Translating the Transition: The Land of Lost Winters

Subhadeep Paul

We don’t have winters anymore. What we have instead are less hot extended summers. We celebrate ecotone in funded conferences. But the digital memories we make nowadays, compel us to leave behind footprints composed of carbon. We are all carbon suicide-bombers killing unborn children through a volatile consumption, whose avaricious pull is like the call of the grim reaper: something we cannot hold ourselves back from. The Kashmiri shawl sellers, the blanket sellers, the trendy jackets of the 90s, the annual Pashmina must-buy, the colourful scarfs that are compulsory for trips to book fairs – et al, are gradually becoming history. The millennials can feel a slight cold but the annual anticipation for the chill-thrill has clearly dampened. We take off the cardigans no sooner than we put them on. There are a million bikes consuming fossil fuels like greedy robots. Or is that a term better reserved for us than the machines we have invented? We are faster, speedier, busier but we never seem to arrive anywhere.

I reminisce bygone times where winters were more covetous. When there was more fog and less smog. As folks of my generation grew up, everything became hazier. The smog is the defining characteristic of our maturation. Our journey to adulthood was paralleled with the increment of adulteration in everything – from food to relationships. One needn’t have to run to the hills to see the mist glide down like an ethereal rivulet. One could see it in the backyard of every traditional house that had a green patch, where swarths of calendulas, petunias, pansies, carnations, sweet peas, dahlias and marigolds grew on beds of moist alluvium, with seemingly far less effort of gardening than is demanded today. Our coming of age had quietly transferred the shovels from our grandparents and parents to our hands – something that occurred quietly but at a jiffy. And there we stood, forlorn and befuddled, wondering how to proceed with a dirt barrel stocked with spades, hoes and digging forks, when everything revolted against us – the milieu, the climate, the mindset. Houses that retained joint families gave way to promoted apartments where square feet instead of soil texture became the gold standard. As grand verandahs gave way to small front porches, the arrival of winter was ritualized by a pot of passion flowers purchased after much price haggling from the local cart boy, or without haggling from online portals like nurserylive, myflowertree or bloomsvilla. One still feels happy to watch mothers complete their daily pujas with hibiscuses of a myriad colour orientations. But one also misses those never-to-return days when mornings arrived with drowsy dew settled on generous land lotuses. Our lives have become less intense, as our winters lost the nippy zest.
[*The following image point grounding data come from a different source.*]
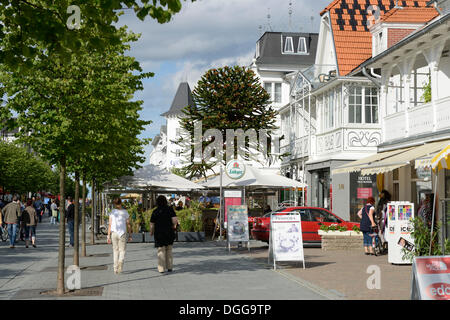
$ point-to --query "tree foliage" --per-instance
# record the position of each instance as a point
(22, 171)
(27, 24)
(225, 98)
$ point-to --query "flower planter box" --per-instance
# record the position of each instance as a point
(182, 237)
(346, 240)
(191, 236)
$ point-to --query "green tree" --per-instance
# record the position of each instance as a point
(27, 24)
(23, 172)
(80, 116)
(225, 98)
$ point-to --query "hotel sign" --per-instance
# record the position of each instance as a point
(235, 169)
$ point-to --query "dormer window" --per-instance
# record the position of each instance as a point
(289, 45)
(302, 45)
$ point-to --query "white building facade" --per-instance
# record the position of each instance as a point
(415, 107)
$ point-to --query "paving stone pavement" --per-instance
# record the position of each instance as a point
(202, 271)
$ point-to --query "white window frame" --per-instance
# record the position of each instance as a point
(302, 40)
(291, 42)
(368, 93)
(365, 91)
(272, 91)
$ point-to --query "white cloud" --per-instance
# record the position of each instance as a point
(206, 34)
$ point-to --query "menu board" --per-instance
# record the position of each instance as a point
(286, 238)
(237, 224)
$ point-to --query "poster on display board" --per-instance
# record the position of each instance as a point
(238, 225)
(286, 239)
(399, 230)
(431, 278)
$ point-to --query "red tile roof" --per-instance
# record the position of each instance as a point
(349, 21)
(410, 15)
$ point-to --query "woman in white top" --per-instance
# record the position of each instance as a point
(119, 220)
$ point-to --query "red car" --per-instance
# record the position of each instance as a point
(312, 219)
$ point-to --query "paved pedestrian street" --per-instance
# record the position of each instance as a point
(202, 271)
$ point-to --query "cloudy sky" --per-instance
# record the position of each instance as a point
(207, 34)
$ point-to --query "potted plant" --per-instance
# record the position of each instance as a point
(335, 237)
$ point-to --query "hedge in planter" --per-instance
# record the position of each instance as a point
(191, 219)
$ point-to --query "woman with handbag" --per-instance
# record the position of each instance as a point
(119, 222)
(368, 225)
(163, 224)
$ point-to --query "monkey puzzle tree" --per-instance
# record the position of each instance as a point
(229, 98)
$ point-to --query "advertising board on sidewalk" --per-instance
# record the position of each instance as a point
(286, 240)
(237, 230)
(431, 278)
(399, 230)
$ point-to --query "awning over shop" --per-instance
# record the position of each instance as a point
(361, 163)
(441, 160)
(425, 162)
(254, 178)
(404, 158)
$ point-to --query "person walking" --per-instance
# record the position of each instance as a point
(54, 211)
(163, 224)
(179, 206)
(11, 215)
(39, 207)
(30, 220)
(368, 225)
(381, 215)
(119, 223)
(70, 219)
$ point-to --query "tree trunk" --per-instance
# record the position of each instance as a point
(83, 219)
(93, 213)
(76, 241)
(62, 228)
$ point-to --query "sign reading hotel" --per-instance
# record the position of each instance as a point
(235, 169)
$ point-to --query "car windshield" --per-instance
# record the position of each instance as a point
(267, 215)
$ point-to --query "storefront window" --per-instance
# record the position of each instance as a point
(320, 189)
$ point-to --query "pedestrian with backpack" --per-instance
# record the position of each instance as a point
(30, 220)
(163, 224)
(368, 225)
(12, 214)
(119, 222)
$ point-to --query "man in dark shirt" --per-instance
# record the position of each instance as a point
(70, 214)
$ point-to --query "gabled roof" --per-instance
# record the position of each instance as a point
(352, 38)
(410, 15)
(271, 49)
(182, 99)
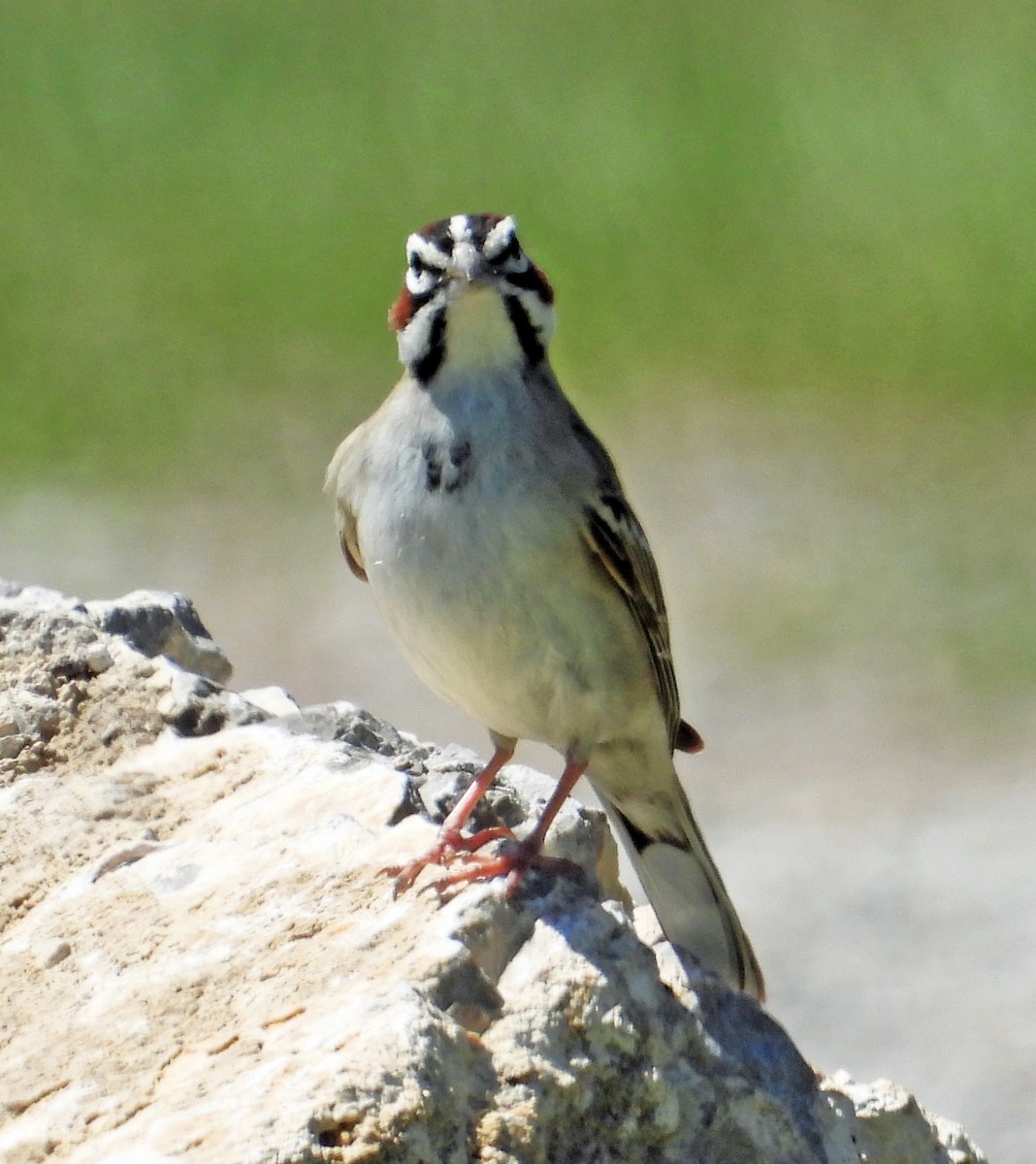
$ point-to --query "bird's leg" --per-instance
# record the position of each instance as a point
(451, 841)
(513, 862)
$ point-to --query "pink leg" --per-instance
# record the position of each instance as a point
(451, 842)
(528, 854)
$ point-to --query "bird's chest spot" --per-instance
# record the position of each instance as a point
(448, 466)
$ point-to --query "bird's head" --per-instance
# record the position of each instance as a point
(471, 300)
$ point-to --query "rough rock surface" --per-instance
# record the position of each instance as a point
(203, 961)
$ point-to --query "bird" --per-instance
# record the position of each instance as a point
(515, 577)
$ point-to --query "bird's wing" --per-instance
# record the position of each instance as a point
(349, 541)
(617, 539)
(340, 475)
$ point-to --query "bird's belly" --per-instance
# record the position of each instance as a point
(500, 609)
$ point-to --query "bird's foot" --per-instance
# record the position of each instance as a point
(512, 864)
(451, 843)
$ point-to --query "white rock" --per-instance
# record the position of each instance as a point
(203, 960)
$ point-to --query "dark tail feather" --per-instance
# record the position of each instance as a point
(687, 893)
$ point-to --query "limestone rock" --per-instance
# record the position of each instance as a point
(203, 959)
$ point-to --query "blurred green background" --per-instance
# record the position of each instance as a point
(794, 248)
(204, 208)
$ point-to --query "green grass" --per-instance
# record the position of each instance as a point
(203, 209)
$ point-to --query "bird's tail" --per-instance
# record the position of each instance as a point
(686, 889)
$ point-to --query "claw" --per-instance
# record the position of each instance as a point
(449, 845)
(511, 864)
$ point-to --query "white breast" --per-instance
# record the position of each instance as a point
(488, 587)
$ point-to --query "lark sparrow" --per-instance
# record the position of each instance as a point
(516, 579)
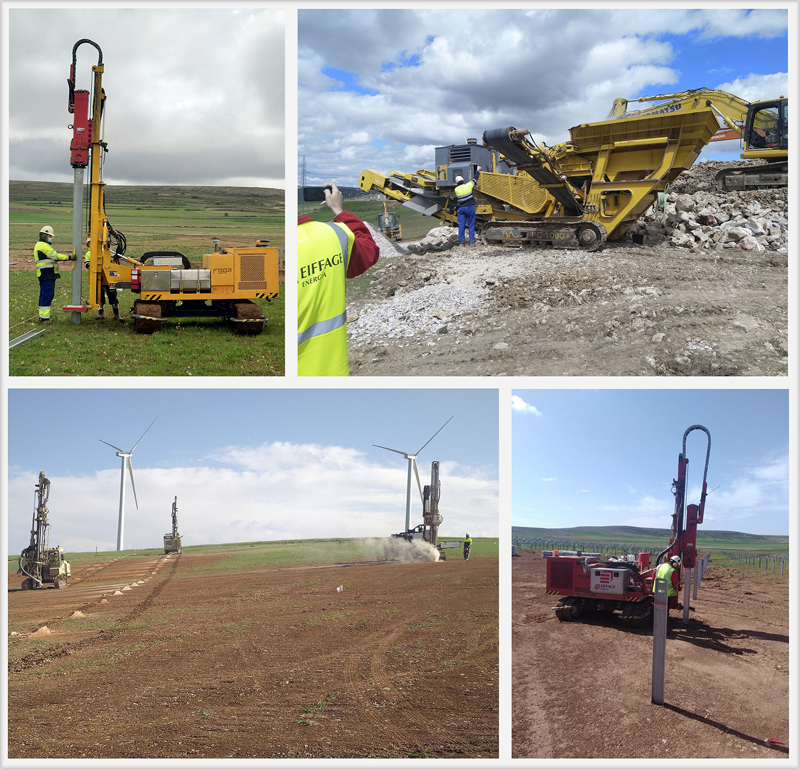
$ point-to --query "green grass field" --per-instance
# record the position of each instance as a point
(245, 555)
(184, 219)
(732, 541)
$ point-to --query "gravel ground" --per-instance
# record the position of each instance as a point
(716, 306)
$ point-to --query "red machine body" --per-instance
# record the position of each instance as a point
(81, 129)
(587, 583)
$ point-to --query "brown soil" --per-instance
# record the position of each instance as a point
(274, 662)
(582, 689)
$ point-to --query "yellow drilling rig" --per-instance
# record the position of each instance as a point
(167, 284)
(39, 563)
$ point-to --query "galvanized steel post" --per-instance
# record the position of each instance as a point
(660, 614)
(77, 241)
(687, 596)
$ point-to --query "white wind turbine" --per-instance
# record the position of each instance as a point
(412, 462)
(125, 455)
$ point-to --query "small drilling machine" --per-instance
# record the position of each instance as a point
(40, 563)
(172, 540)
(586, 583)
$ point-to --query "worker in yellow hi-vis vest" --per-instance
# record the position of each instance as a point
(327, 254)
(47, 259)
(669, 571)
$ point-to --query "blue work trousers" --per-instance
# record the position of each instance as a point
(466, 215)
(47, 290)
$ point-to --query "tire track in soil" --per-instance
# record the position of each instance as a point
(374, 648)
(39, 659)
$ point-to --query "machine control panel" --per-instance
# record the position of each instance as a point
(609, 581)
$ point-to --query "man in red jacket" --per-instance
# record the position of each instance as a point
(327, 254)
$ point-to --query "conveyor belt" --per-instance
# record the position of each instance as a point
(500, 140)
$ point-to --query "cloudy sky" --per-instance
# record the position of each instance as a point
(194, 96)
(380, 89)
(249, 465)
(608, 457)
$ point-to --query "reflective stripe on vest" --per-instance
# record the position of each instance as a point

It seems just the other day when me and my Baba boarded a double-decker bus bound for Howrah Station. It was five in the morning and I was five years old. We were to catch a local train bound for Tarakeswar. I was in my woolens and prized monkey cap. My parents had bribed me that if I sat quietly throughout my mundansanskar, I would be gifted a wooden toy truck on my way back. I sat through the biting cold without any remorse. The entire act of having my head tonsured and gifting my birth hair to ugra Taraknath (who drank vish during Samudra Manthan) seemed opportunely tolerable. I let the Swayambhu Linga have my hair, while I received my little moksha in the form of the wooden toy. Despite the cold outside, I underwent the ablutions and felt warm inside. That’s a far cry from the present, when our pneumonic lives are laced with caution. Yet we fall sick, despite no practical winter setting in.

The reason for this is because we have officially left the eras of both gods and humans and surrendered ourselves to a demonological epoch where the masters that control our destinies are submicroscopic infectious agents that are very similar in their natures to their privileged human counterparts, who recognize only their own kind and proliferate accordingly. The pathogens multiply their own kind, just as we humans now understand only the logic of cronyism and nepotism. We are pathogens that have proved inimical to sustainability on this planet, which is why our own sustenance is currently jeopardized. We gasp for breath just as we have asphyxiated everything that has some bit of sentience in it. And we haven’t spared our seasons either. The fabled six-seasoned Bengal is now a wrecked continuum of meteorological clemency. There is no adirasa in this anti-cosmic clime of vulnerabilities.

In this despondent milder version of an Indian summer, I take a reality check of why life isn’t happening the way it should be. We lack warmth in our friendships, just as we lack the natural winter cold. I share the depression of the Bay of Bengal and the precarities that has taken the zing out of our days. Perhaps, the koraishutir kochuri, nolen gurer payesh and phulkopir shingara are still my last straw of hope. But I remain nostalgic for a colder winter which this cold human predicament has snatched away.